In his quest to be educated on the latest immigration guidelines, Hanscomb must have only heard the phrase, legally entitled, as he lost his mind, racing through the barnyard and shrieking the sky was falling. The chicken house exploded sending the school board helter-skelter to find something, anything to save their tail feathers and justify this ridiculous decision:
1982 Supreme Court case, Plyer v. Doe, which states that “denying undocumented school-age children a free and public education is unconstitutional.” Because of that, the Kent School District, with students who hail from more than 100 countries and who speak more than 135 languages, does not ask for or track students’ immigration status.
Well, maybe the illegal parents of undocumented children should know better than to stick their kid on a bus that is set to cross an international border. That seems like a no-brainer to me.
That brings me to my next point; this school board is punishing the law-abiding parents and their legal children for a potential immigration issue. Jeez Louise Liberals, can you screw America up anymore? Please don’t answer that question.
Parents and students were stunned and disappointed, as they should be, at the late announcement–only three weeks from the event. But the decision by the board was made months before their February meeting, and then sat on, during which time ongoing fundraising, publicity, and intense practice sessions continued. One parent called the other area schools and found that none other school was limiting travel for authorized school outings.
The banner on the website school district proclaims, Kent school district—successfully preparing all students for their futures—which seems to have forgotten the clause, legal or not legal, at this point, what does it matter?
It matters to the kids.
Sophomore Braden Ross did not hesitate to express his frustration with the board, saying “If we had been alerted earlier, maybe we could have come up with some kind of solution, or perhaps made plans to go to another event.”
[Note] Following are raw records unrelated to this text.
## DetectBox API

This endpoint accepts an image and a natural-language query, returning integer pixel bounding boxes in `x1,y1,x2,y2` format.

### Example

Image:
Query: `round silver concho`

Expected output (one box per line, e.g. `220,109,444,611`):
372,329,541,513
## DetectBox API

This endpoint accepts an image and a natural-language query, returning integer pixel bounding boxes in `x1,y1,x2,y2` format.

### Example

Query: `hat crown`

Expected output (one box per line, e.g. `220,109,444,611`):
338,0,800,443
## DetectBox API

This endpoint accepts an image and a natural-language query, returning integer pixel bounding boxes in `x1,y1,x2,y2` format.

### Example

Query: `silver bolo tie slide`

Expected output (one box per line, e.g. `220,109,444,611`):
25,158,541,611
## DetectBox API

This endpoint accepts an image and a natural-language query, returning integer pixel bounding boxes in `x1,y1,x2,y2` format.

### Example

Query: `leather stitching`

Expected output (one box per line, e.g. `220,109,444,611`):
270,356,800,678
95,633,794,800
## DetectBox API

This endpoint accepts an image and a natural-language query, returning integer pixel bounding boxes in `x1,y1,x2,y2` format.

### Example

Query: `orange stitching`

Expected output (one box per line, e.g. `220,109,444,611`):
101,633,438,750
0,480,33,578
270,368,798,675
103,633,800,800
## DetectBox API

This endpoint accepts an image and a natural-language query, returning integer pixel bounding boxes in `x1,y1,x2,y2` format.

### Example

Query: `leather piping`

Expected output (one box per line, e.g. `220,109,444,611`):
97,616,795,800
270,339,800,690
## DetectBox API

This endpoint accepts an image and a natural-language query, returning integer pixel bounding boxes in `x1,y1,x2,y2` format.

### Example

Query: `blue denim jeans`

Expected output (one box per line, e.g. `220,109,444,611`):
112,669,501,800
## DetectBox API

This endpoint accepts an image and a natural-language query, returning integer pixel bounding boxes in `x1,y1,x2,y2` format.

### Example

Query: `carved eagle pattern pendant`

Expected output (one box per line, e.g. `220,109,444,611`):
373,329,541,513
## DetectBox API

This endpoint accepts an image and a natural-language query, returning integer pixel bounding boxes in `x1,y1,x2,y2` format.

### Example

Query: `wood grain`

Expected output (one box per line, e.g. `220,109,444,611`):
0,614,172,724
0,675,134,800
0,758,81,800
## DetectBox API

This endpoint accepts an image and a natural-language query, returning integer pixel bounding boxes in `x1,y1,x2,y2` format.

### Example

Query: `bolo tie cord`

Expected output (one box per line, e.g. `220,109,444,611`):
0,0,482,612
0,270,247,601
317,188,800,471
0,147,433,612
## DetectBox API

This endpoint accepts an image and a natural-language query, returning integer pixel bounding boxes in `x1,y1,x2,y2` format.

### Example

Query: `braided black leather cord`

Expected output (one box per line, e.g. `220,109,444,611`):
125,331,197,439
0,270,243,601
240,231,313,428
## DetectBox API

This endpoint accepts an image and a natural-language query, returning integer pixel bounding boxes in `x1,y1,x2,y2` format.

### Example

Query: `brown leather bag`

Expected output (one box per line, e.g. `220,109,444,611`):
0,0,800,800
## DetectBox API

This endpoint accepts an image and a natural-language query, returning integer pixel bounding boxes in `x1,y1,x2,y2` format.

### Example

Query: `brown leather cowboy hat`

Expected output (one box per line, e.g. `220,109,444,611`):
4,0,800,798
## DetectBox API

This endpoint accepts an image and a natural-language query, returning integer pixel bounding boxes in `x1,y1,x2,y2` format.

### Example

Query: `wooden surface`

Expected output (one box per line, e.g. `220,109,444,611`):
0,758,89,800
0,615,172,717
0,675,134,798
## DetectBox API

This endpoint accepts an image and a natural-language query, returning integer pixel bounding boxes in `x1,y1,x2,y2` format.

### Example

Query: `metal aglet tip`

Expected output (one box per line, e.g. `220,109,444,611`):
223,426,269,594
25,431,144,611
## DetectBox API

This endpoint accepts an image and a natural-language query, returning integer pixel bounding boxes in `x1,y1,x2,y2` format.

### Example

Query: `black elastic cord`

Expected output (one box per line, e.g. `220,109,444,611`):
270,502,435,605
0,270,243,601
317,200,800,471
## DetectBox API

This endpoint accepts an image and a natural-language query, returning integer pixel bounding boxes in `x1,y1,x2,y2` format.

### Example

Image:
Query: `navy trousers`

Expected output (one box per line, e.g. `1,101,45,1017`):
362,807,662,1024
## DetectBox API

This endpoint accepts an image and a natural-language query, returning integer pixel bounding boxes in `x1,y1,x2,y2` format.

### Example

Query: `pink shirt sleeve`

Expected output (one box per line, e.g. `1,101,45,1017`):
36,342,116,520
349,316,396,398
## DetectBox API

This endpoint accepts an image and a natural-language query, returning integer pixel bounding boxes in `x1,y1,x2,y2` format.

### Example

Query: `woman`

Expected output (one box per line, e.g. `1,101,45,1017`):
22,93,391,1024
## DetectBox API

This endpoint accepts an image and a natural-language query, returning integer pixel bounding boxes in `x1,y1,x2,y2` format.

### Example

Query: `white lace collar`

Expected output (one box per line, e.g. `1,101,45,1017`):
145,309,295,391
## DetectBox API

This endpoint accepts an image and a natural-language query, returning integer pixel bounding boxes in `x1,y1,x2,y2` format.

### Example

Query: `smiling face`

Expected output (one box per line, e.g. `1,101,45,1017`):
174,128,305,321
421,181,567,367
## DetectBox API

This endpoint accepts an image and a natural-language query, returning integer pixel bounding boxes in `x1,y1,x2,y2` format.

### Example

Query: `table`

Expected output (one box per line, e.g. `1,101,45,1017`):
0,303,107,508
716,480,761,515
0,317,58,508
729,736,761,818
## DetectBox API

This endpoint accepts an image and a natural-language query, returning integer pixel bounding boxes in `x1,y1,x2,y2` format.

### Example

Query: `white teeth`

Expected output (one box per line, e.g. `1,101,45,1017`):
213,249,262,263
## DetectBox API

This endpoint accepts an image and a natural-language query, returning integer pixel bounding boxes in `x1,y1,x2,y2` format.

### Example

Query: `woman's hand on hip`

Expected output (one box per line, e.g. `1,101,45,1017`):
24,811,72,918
Megan Monahan, a junior band member, says she was “dumbstruck.” Monahan has been on two previous trips and proclaims it a highlight of a music student’s high school career. “I couldn’t even comprehend that we weren’t going.”
Christine Mastroff, a designated chaperone for this annual event, whose daughter is a band member, expressed incredulity of the announcement, citing the rules and the required paperwork has always been the same–legal documentation of citizenship.
Is this stunt, perpetrated by the Kent School Board, a way to receive publicity and praise from the liberal education system? You must ask yourself, why now and why these kids—who have worked diligently at their craft, only to be rewarded by disappointment.
Maybe the Board President can explain it:
School Board President Karen DeBruler said everyone on the board understood what was at stake: months of planning and fundraising, and the excitement that goes along with what is often a memorable and inspiring experience for students. “It’s not fair for them not to go,” she said in an interview Friday. “But things are changing on a very unprecedented basis.” Allowing some students to go would mean that the students who couldn’t go would be “exposed as being undocumented,” she said.
The old saying, “Life isn’t fair,” comes to mind in this ridiculous case of poor judgment on the part of KentLake administrators. Unfortunately, the students at KentLake High school just got a dose of that reality and without good reason.